As a reminder, the North Korean regime is economically isolated to make it harder for the regime to develop nuclear weapons. Nevertheless, the regime is actively using the crypto industry to generate revenue, mostly by stealing it.
Last year, sanctions experts told the United Nations that North Korea used cyberattacks to pilfer as much as $2 billion from crypto exchanges, etc.
Additionally, the North Koreans become experts when it comes to digital money laundering.
Department of Justice and crypto crimes
The U.S. Department of Justice charged two Chinese nationals, Tian Yinyin and Li Jiadong.
Tian and Li helped North Korean hackers to steal around $250 million worth of crypto money. In late 2018, hackers working for the regime stole millions of dollars from an unnamed South Korean exchange.

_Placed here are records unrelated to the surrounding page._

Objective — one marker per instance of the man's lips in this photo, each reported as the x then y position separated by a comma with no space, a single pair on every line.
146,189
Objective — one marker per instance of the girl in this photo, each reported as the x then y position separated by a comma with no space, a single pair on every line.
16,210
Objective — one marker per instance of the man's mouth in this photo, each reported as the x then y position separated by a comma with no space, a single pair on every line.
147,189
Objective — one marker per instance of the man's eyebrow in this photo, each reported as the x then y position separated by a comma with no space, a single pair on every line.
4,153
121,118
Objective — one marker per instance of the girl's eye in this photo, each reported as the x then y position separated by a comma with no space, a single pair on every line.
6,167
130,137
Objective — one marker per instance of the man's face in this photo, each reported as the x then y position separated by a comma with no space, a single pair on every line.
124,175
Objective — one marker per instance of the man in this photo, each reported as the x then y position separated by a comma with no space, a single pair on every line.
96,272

Furthermore, much of that money, mostly Bitcoin, apparently landed in accounts at different exchanges held by Tian and Li. They converted it into fiat currency.
It is worth mentioning that the use of exchanges to launder stolen cryptocurrency is a growing problem. Last year, criminal entities moved $2.8 billion in Bitcoin to exchanges. In 2018 criminal entities used this method to move around $1 billion.
Additionally, the Department of Justice decided to place their names and 20 of their Bitcoin accounts on a special list. It is a list of foreign individuals and entities that are blocked from doing business in the U.S.
The government also presented a legal document explaining why it wants to seize 113 cryptocurrency accounts associated with money laundering.